Ilustrasi – Kurs Rupiah terhadap Dollar Amerika.

Hampir sepekan terakhir ini masyarakat dibuat panik akan informasi yang menyatakan tentang anjloknya nilai mata uang Rupiah terhadap Dollar Amerika Serikat yang rata-rata menyentuh hingga Rp 15.000,-. Dikatakan rata-rata karena berdasarkan pantauan di beberapa kantor money changer, kurs beli dollar AS berkisar antara Rp 14.830 s.d Rp 14.995. Sedangakan untuk kurs jualnya berkisar antara Rp 15.000 s.d 15.030. Level kepanikan tertinggi adalah dengan kekhawatiran akan pemberitaan terjadinya pengulangan krisis ekonomi seperti di tahun 1998, dimana nilai rupiah terhadap dollar saat itu mencapai Rp 16.800,-.

Lantas bagaimana masyarakat harus menyikapi hal ini, khususnya yang berada di wilayah Lombok-NTB? Apakah daya beli masyarakat akan ikut anjlok? Siapa yang bertanggung jawab atas melemahnya nilai tukar rupiah? Bagaimana kita bisa berperan untuk menguatkan kembali dan menstabilkan nilai rupiah?

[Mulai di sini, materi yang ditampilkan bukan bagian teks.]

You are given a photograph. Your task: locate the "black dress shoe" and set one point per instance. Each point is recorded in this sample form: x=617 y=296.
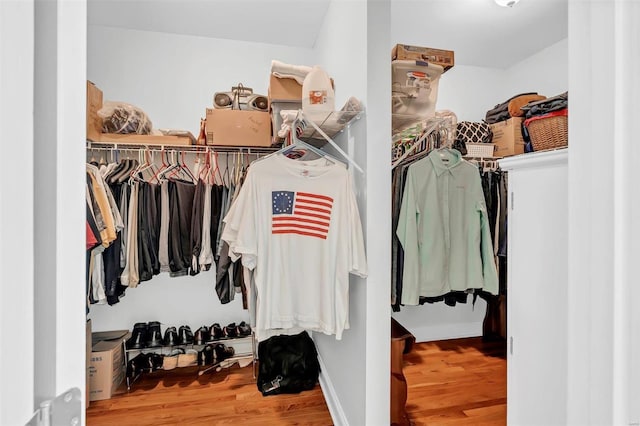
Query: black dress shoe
x=231 y=330
x=137 y=365
x=138 y=339
x=154 y=335
x=202 y=335
x=206 y=355
x=156 y=361
x=185 y=335
x=244 y=329
x=170 y=336
x=216 y=331
x=223 y=352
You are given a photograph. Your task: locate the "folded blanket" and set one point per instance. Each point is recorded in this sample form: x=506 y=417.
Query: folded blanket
x=288 y=116
x=545 y=106
x=283 y=70
x=506 y=109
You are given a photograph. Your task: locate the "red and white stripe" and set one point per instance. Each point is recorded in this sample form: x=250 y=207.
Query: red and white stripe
x=311 y=216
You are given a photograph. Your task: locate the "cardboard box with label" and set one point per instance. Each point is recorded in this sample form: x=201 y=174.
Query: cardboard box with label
x=507 y=137
x=107 y=363
x=238 y=128
x=284 y=90
x=425 y=54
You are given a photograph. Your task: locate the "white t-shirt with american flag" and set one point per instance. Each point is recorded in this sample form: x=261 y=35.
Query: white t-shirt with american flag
x=296 y=224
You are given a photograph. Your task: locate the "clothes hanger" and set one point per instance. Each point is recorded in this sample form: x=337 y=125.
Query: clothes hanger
x=331 y=141
x=296 y=143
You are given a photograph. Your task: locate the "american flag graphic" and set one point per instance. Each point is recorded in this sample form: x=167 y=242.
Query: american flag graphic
x=301 y=213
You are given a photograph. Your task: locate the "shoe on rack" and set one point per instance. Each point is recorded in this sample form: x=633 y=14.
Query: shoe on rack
x=170 y=336
x=189 y=358
x=138 y=339
x=137 y=365
x=206 y=356
x=156 y=361
x=244 y=329
x=223 y=352
x=202 y=335
x=154 y=335
x=170 y=361
x=216 y=331
x=231 y=330
x=185 y=335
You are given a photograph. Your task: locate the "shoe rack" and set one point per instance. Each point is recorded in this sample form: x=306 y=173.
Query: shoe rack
x=245 y=348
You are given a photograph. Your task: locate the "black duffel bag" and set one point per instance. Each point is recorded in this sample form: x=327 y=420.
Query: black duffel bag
x=287 y=364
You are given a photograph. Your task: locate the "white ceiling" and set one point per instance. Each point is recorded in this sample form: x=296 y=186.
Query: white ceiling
x=286 y=22
x=480 y=32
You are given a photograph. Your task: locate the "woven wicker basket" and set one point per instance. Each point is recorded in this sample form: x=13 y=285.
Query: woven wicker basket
x=548 y=131
x=480 y=150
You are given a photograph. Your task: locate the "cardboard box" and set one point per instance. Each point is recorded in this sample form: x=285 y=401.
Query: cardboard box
x=238 y=128
x=94 y=126
x=445 y=58
x=284 y=90
x=507 y=137
x=107 y=365
x=94 y=103
x=276 y=118
x=414 y=87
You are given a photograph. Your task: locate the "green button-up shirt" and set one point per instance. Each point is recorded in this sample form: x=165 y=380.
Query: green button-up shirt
x=444 y=229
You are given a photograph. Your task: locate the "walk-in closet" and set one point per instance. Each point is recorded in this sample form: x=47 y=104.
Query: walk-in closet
x=571 y=330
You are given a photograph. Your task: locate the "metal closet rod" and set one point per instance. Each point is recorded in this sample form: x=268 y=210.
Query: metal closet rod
x=101 y=146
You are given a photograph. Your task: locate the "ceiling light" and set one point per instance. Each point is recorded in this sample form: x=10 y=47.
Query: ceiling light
x=506 y=3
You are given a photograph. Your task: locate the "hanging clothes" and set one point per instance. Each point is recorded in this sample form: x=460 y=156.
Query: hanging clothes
x=444 y=229
x=296 y=223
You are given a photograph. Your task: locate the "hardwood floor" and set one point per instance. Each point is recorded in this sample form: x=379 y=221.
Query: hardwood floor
x=453 y=382
x=450 y=382
x=227 y=397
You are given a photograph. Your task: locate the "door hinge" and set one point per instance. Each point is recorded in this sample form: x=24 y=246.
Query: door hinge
x=65 y=409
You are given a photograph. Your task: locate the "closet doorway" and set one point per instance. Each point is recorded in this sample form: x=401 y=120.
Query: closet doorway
x=490 y=67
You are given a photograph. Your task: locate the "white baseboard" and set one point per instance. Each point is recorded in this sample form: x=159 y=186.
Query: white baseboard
x=331 y=397
x=427 y=333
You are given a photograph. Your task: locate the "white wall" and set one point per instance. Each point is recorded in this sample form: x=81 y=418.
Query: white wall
x=59 y=202
x=469 y=92
x=173 y=79
x=546 y=72
x=345 y=375
x=16 y=224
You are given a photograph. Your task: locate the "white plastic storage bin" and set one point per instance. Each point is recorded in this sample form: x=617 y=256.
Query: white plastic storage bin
x=414 y=87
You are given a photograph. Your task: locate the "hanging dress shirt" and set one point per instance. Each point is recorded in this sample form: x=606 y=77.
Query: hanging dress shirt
x=444 y=229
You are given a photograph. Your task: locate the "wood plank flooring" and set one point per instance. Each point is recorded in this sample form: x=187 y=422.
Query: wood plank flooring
x=450 y=382
x=227 y=397
x=455 y=382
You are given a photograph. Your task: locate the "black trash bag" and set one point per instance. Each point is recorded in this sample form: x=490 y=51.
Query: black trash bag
x=287 y=364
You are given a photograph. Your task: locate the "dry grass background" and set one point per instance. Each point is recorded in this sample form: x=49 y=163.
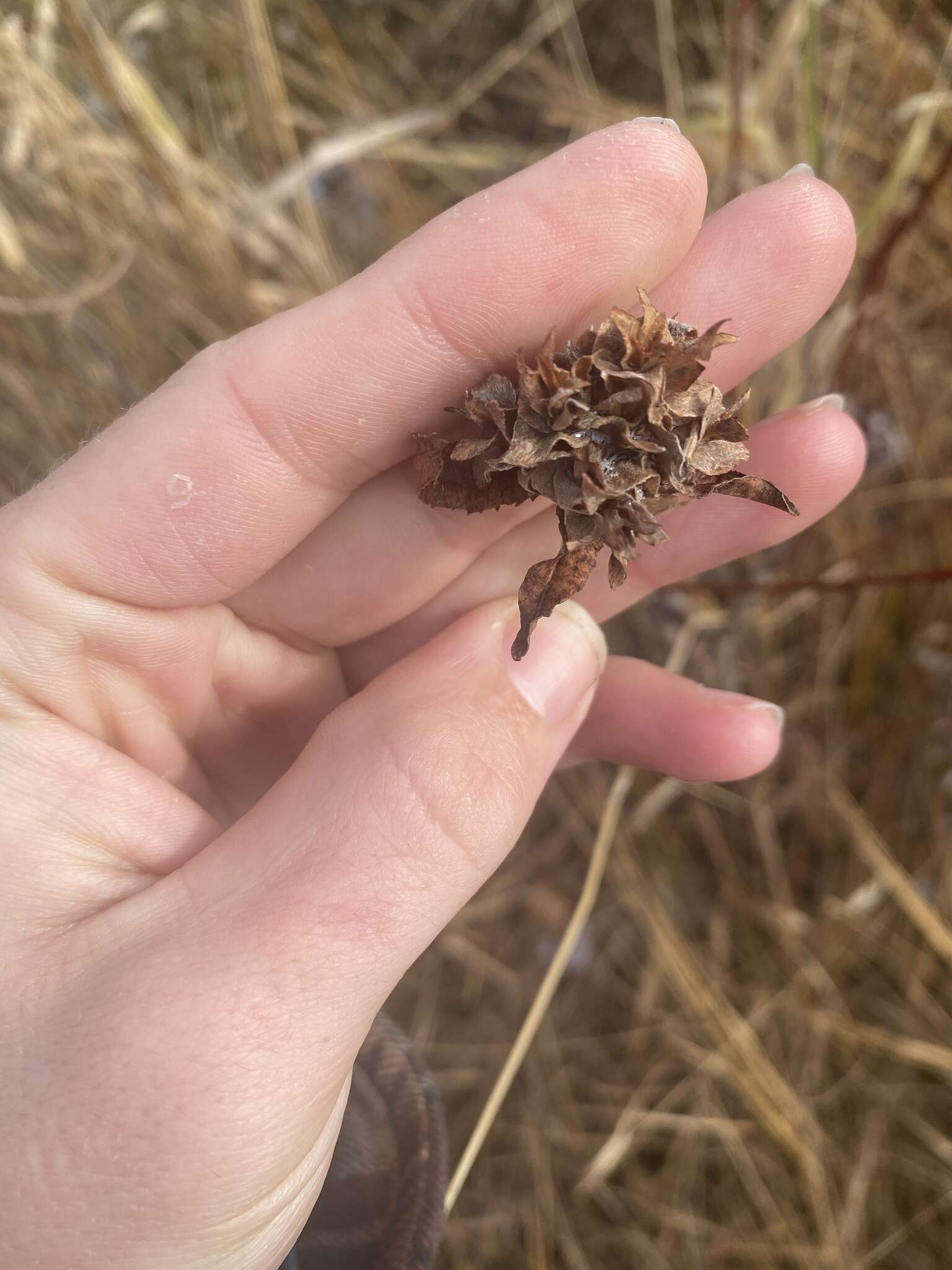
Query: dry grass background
x=749 y=1061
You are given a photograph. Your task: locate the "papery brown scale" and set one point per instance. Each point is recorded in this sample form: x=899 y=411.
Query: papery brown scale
x=615 y=430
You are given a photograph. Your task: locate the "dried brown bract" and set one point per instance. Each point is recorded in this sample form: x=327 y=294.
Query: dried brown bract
x=614 y=431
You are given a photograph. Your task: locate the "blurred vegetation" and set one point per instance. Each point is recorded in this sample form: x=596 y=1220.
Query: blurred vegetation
x=749 y=1062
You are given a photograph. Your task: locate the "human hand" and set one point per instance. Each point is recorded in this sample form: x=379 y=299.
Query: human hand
x=260 y=732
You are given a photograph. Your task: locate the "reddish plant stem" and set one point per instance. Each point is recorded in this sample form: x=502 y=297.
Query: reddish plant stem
x=873 y=277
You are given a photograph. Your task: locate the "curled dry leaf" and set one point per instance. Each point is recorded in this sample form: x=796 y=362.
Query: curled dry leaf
x=615 y=430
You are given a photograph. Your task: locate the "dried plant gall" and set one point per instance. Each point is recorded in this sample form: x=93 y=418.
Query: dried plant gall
x=615 y=430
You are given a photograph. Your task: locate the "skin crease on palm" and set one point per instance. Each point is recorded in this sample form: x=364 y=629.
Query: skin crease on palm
x=260 y=734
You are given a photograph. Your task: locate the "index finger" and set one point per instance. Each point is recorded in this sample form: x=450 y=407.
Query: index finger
x=209 y=482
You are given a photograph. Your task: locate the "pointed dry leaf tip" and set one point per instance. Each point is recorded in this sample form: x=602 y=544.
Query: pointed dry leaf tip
x=615 y=429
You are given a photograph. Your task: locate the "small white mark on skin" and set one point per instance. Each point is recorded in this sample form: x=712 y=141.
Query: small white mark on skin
x=180 y=489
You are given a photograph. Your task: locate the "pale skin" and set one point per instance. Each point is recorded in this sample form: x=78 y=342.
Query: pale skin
x=260 y=735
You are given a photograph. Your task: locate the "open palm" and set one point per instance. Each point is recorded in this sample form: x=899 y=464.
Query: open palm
x=260 y=737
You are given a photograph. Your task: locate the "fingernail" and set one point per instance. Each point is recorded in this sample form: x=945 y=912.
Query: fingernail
x=743 y=701
x=565 y=658
x=834 y=401
x=656 y=118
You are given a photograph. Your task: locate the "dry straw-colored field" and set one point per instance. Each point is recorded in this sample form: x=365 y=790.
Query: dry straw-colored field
x=749 y=1059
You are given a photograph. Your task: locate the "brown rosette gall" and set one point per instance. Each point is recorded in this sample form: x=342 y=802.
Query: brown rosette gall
x=615 y=430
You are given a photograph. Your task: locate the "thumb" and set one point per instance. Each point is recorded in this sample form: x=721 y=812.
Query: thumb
x=404 y=802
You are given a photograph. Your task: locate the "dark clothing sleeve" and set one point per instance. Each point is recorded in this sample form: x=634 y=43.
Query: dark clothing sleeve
x=381 y=1207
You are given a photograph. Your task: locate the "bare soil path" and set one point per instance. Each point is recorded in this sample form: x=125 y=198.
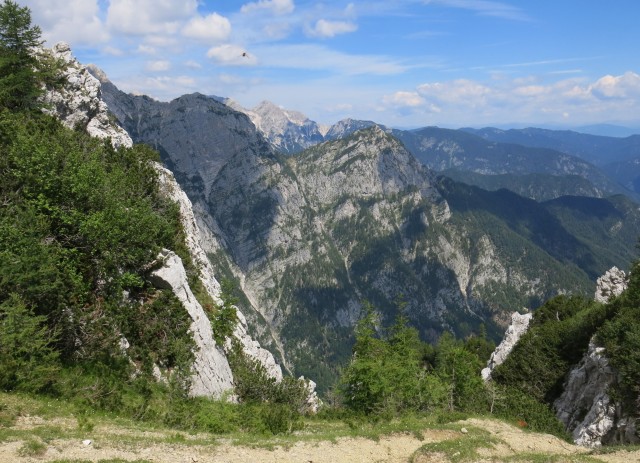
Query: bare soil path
x=109 y=443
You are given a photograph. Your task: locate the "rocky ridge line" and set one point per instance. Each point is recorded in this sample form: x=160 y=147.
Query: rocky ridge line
x=79 y=103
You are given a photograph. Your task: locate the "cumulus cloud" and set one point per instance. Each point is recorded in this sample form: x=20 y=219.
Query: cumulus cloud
x=521 y=100
x=191 y=64
x=278 y=7
x=208 y=28
x=76 y=22
x=158 y=66
x=624 y=86
x=404 y=99
x=141 y=17
x=328 y=29
x=233 y=55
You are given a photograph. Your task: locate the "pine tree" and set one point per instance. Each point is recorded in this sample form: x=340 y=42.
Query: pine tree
x=24 y=69
x=27 y=361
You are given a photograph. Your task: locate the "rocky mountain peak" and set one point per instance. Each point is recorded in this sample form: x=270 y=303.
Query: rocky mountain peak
x=79 y=102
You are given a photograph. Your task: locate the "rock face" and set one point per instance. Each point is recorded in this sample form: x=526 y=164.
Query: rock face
x=288 y=131
x=212 y=375
x=519 y=325
x=610 y=285
x=79 y=104
x=585 y=407
x=308 y=237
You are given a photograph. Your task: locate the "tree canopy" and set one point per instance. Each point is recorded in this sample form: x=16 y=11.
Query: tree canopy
x=25 y=69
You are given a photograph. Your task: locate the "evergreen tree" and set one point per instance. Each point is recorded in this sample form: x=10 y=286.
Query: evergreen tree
x=24 y=69
x=27 y=361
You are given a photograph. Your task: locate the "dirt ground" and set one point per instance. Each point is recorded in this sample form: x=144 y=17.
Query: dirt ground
x=111 y=443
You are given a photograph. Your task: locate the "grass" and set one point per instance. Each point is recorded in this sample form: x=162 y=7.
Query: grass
x=63 y=421
x=463 y=449
x=32 y=448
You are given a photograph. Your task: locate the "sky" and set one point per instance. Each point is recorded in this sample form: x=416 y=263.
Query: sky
x=404 y=63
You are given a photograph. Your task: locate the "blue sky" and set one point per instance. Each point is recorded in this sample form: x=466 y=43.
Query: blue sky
x=406 y=63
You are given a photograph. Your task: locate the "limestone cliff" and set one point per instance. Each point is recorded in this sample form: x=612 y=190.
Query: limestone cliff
x=79 y=104
x=308 y=237
x=519 y=325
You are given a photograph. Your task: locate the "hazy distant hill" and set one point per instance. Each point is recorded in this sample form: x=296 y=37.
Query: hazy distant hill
x=598 y=150
x=469 y=157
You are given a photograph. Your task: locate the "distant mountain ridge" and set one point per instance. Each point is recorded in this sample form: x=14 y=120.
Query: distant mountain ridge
x=538 y=163
x=309 y=237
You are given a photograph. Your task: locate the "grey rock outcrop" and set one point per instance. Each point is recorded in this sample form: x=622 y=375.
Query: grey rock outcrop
x=585 y=407
x=212 y=375
x=288 y=131
x=518 y=327
x=78 y=103
x=308 y=237
x=610 y=285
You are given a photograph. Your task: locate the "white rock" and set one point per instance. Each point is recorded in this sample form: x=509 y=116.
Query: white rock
x=519 y=326
x=610 y=285
x=78 y=103
x=585 y=407
x=211 y=372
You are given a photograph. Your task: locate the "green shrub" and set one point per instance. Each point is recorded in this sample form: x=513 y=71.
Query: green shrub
x=27 y=360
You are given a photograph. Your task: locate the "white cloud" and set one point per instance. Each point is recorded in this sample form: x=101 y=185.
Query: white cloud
x=232 y=55
x=573 y=100
x=113 y=51
x=146 y=49
x=76 y=22
x=191 y=64
x=624 y=86
x=404 y=99
x=462 y=91
x=208 y=28
x=158 y=66
x=142 y=17
x=278 y=7
x=328 y=29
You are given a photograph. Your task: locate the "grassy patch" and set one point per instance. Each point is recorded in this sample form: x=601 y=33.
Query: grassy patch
x=32 y=448
x=463 y=449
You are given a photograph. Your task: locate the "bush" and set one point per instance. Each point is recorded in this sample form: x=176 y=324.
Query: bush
x=27 y=360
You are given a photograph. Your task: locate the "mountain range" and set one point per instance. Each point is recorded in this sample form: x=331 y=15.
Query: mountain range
x=309 y=236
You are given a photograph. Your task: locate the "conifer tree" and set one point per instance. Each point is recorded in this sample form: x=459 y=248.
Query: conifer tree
x=24 y=69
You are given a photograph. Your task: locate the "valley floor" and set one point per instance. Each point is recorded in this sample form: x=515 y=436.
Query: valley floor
x=35 y=439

Sebenarnya Indonesia hanya sedikit terkena dampak dari krisis ekonomi saat ini. Seperti yang kita ketahui bahwa pelemahan rupiah adalah rentetan dari krisis yang di alami oleh negara Argentina, Turki dan Venezuela. Diakui atau tidak, jelas dampak kenaikan dollar menjadi isu aji mumpung yang sangat mantap digulirkan kepada pemerintah. Para orang tua dan kaum milenial yang kurang memahami persoalan perekenomian mikro dan makro menjadi sasaran empuk untuk mengkonsumsi berita yang telah didesain secara mengerikan seperti ini. Efeknya jelas, kepanikan masyarakat dan mosi tidak percaya kepada kebijakan pemerintah.

Lalu sejauh mana peran ekonom dan para akademisi dalam hal mengedukasi masyarakat? Tentu dalam hal ini diperlukan netralitas dan pandangan objektif untuk mensosialisasikan dampak fluktuasi nilai rupiah terhadap dollar. Kebanyakan dari masyarakat tidak mengetahui dari mana asal-muasalnya nilai rupiah bisa terus melemah? Apa yang menjadi penyebabnya utamanya? Menjadi suatu kebiasaan bahwa cara yang paling mudah untuk menanggapinya adalah dengan menyalahkan kebijakan pemerintah dan memberikan kritik tanpa solusi. Sejauh itukah kesalahan pemerintah? Mari kita sedikit membahasnya dengan cara yang sederhana.

Pertanyaan dasar yang sering diajukan adalah, mengapa kita butuh dollar? Sederhananya adalah untuk membayar hutang, baik BUMN, pemerintah dan juga swasta. Selain itu dollar juga dibutuhkan untuk membayar impor bahan baku industri, dan BBM. Dollar Amrerika menjadi standar internasional dalam transaksi perdagangan di berbagai negara sehingga keberadaannya menjadi fasilitator pembayaran (convertible currency). Selain itu dari segi investasi, mata uang dollar juga diperdagangkan di pasar uang.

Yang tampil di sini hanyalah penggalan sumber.